Agriculture de conservation

J'ai essayé toutes les marques !

Le semis direct permet d'implanter une culture sans labourer, en travaillant le sol juste sur la ligne de semis. De plus en plus d'agriculteurs français adoptent cette technique pour économiser de la main d'œuvre, du carburant... C'est aussi parfois la seule solution pour exploiter des parcelles historiquement en prairie. Au Portugal, où des aides agro-environnementales ont favorisé le développement de cette technique, comment les portugais font pour semer sans travailler le sol dans des terres « difficiles » ?

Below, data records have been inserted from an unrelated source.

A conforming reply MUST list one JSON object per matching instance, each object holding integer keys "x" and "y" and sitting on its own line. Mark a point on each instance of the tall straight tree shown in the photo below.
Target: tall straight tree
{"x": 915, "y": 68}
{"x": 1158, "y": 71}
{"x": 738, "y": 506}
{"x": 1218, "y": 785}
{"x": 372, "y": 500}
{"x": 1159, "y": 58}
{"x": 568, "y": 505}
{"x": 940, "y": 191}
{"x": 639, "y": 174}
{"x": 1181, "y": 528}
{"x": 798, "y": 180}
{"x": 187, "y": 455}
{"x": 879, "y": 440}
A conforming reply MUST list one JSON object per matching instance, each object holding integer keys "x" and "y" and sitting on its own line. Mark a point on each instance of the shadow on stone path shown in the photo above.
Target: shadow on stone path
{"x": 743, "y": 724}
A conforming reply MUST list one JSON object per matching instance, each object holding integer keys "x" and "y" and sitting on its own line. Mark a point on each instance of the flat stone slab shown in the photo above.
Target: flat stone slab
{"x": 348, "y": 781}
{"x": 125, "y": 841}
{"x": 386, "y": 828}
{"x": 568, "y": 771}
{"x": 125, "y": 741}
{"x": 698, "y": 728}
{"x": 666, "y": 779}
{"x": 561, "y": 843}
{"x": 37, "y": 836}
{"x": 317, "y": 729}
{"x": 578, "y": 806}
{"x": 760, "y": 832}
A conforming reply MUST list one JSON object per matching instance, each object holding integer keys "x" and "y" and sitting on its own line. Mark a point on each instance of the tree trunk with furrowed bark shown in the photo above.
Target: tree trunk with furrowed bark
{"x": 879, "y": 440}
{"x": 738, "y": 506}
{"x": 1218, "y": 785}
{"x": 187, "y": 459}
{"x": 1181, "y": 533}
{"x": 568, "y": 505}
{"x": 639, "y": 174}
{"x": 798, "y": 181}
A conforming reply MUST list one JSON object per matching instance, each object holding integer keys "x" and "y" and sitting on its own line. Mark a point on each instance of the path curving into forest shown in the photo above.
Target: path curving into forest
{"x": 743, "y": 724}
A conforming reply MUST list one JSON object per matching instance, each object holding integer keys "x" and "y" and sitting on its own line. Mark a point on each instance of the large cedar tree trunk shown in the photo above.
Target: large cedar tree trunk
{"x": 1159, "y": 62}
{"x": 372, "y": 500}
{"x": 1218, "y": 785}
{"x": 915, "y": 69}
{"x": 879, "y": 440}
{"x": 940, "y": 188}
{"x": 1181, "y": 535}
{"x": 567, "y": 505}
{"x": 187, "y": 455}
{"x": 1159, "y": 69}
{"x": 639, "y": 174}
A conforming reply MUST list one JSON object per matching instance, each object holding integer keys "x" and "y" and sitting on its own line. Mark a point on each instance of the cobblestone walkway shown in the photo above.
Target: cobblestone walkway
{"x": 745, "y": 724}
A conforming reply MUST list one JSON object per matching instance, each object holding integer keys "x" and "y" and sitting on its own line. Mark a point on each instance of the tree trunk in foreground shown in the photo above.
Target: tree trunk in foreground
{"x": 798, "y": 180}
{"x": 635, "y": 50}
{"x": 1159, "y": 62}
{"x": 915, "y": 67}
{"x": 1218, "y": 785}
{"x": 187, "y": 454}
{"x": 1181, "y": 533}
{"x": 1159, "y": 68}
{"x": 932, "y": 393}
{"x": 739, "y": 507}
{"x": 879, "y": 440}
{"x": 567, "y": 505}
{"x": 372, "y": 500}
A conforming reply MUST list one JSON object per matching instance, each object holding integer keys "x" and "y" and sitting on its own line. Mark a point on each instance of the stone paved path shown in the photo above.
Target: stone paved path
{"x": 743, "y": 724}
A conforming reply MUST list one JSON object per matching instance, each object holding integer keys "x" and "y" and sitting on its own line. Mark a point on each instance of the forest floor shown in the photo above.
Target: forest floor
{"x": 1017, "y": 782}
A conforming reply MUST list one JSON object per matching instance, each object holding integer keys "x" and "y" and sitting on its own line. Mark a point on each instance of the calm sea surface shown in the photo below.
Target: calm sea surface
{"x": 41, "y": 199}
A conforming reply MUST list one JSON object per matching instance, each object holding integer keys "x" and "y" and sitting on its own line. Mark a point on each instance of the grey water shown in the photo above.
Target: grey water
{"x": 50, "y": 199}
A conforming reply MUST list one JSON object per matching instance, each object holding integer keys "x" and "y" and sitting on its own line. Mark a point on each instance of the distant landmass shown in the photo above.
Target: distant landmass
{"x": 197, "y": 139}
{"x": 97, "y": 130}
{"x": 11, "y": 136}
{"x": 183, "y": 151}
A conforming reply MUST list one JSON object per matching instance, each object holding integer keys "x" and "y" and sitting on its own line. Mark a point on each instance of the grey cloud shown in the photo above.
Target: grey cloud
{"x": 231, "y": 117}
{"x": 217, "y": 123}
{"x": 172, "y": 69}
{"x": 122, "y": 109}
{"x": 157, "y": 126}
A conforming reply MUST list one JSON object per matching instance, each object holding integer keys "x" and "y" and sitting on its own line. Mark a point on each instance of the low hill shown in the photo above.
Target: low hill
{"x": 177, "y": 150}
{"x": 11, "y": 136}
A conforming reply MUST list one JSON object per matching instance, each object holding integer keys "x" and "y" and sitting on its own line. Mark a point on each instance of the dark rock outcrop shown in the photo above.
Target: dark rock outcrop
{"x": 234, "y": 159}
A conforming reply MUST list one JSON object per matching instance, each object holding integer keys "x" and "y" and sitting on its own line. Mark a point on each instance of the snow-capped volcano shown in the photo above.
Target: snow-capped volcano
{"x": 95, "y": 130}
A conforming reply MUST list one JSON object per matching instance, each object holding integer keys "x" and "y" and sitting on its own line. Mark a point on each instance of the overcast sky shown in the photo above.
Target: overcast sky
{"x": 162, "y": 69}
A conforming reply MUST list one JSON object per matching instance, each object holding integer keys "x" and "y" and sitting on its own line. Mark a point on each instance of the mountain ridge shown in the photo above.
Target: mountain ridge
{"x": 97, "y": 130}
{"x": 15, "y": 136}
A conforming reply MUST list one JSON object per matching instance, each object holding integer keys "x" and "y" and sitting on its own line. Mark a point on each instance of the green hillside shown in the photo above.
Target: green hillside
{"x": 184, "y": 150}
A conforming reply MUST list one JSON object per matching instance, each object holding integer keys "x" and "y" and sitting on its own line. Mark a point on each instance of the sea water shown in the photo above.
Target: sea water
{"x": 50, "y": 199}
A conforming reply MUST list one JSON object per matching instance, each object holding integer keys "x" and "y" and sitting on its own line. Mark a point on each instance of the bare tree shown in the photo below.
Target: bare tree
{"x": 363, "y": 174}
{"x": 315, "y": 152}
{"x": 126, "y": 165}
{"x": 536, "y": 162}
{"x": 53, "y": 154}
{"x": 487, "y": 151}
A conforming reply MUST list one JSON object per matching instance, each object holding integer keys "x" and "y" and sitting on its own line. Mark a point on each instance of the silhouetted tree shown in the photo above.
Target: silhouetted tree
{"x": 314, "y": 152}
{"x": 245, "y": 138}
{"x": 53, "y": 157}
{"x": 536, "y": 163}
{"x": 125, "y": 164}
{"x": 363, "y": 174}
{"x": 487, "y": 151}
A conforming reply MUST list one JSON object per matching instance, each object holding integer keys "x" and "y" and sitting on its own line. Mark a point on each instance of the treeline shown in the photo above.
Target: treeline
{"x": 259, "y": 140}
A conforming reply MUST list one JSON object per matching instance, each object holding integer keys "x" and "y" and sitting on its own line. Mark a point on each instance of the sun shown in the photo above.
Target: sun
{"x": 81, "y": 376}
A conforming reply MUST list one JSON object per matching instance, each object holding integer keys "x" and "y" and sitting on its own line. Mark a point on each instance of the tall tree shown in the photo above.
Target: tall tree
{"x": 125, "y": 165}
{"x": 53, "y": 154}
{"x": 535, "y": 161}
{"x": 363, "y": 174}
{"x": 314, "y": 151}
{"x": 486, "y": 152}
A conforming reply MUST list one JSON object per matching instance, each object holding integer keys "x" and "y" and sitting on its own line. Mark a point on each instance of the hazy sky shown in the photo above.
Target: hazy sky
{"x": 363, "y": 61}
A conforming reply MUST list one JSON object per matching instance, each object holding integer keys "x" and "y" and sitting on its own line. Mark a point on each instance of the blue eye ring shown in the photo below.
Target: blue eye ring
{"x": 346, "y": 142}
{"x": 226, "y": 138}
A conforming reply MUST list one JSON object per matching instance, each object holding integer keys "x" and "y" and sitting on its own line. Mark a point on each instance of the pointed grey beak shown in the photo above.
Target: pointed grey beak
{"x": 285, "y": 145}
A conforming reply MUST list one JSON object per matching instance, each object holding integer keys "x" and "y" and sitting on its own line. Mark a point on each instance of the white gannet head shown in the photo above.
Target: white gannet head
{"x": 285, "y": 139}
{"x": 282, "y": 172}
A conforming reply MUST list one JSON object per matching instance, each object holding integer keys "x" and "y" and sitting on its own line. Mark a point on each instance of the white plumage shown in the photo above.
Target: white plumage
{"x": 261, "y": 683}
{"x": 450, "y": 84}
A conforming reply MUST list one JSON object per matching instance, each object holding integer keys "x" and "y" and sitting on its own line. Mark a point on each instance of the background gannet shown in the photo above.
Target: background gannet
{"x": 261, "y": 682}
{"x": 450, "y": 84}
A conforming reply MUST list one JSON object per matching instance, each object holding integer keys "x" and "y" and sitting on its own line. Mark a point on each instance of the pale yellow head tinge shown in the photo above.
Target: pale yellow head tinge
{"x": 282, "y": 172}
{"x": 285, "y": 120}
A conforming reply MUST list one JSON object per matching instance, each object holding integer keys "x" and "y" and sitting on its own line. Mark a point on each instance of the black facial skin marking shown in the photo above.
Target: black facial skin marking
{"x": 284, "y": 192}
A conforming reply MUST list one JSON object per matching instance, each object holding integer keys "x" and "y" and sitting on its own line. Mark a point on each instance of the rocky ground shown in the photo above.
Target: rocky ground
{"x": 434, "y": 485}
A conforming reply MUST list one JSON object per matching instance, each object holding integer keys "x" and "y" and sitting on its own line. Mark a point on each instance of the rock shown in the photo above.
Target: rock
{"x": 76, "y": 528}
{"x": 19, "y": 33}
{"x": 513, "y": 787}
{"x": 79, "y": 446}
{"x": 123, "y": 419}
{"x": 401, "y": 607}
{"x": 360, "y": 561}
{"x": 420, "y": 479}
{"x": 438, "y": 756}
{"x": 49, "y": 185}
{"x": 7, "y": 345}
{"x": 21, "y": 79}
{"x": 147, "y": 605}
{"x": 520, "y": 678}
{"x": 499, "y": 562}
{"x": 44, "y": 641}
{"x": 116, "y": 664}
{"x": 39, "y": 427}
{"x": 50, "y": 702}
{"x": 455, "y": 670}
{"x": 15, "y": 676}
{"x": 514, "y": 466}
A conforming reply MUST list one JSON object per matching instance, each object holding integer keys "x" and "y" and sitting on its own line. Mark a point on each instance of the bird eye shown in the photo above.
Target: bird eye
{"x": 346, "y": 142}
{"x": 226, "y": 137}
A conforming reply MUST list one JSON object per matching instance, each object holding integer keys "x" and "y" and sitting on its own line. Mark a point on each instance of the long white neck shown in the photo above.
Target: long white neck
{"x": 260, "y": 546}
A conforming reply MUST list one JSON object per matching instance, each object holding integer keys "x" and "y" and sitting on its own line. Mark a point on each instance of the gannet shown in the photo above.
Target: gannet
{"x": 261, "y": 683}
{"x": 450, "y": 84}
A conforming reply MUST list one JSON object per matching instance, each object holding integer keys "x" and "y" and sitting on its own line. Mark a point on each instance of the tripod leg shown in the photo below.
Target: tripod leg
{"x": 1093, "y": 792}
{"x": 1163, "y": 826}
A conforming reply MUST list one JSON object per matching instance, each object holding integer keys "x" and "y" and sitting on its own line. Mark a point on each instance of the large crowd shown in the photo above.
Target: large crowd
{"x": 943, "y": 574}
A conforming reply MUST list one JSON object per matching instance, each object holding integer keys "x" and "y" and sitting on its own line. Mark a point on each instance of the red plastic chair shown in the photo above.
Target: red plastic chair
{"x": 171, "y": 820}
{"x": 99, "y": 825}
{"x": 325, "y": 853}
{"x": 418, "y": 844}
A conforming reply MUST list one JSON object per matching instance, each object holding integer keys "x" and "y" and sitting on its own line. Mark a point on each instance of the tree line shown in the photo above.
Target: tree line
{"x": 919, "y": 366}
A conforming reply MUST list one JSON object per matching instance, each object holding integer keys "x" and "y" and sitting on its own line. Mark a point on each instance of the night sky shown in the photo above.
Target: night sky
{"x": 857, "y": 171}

« Mon semoir a tellement changé… je ne sais plus comment il était quand je l'ai acheté ! », Maria Gabriela CRUZ, présidente de l'association de l'Agriculture de Conservation du Portugal, APOSOLO, regarde son semoir John Deere. « Pour le semis direct, j'ai essayé toutes les marques… aucun semoir n'a été satisfaisant. Avec l'argile et le mulch (résidus des couverts précédents), c'est difficile de trouver le bon compromis. » Nous sommes au Portugal, dans la région d'Elvas, proche de la frontière espagnole. L'exploitation agricole est sur deux sites. Le premier couvre une surface de 180 ha, le second 230 ha. Toute la ferme est conduite en sans labour depuis 10 ans. Nous sommes sur le premier site, devant un semoir pour semis direct, de 6 mètres de large, dont la couleur jaune et vert nous informe sur le constructeur d'origine. Un disque ondulé (pour découper des résidus de matière organique) suivi d'une dent type chisel sans patte d'oie (pour ameublir le sol sur 10 cm) ont été notamment ajoutés sur chaque ligne de semis.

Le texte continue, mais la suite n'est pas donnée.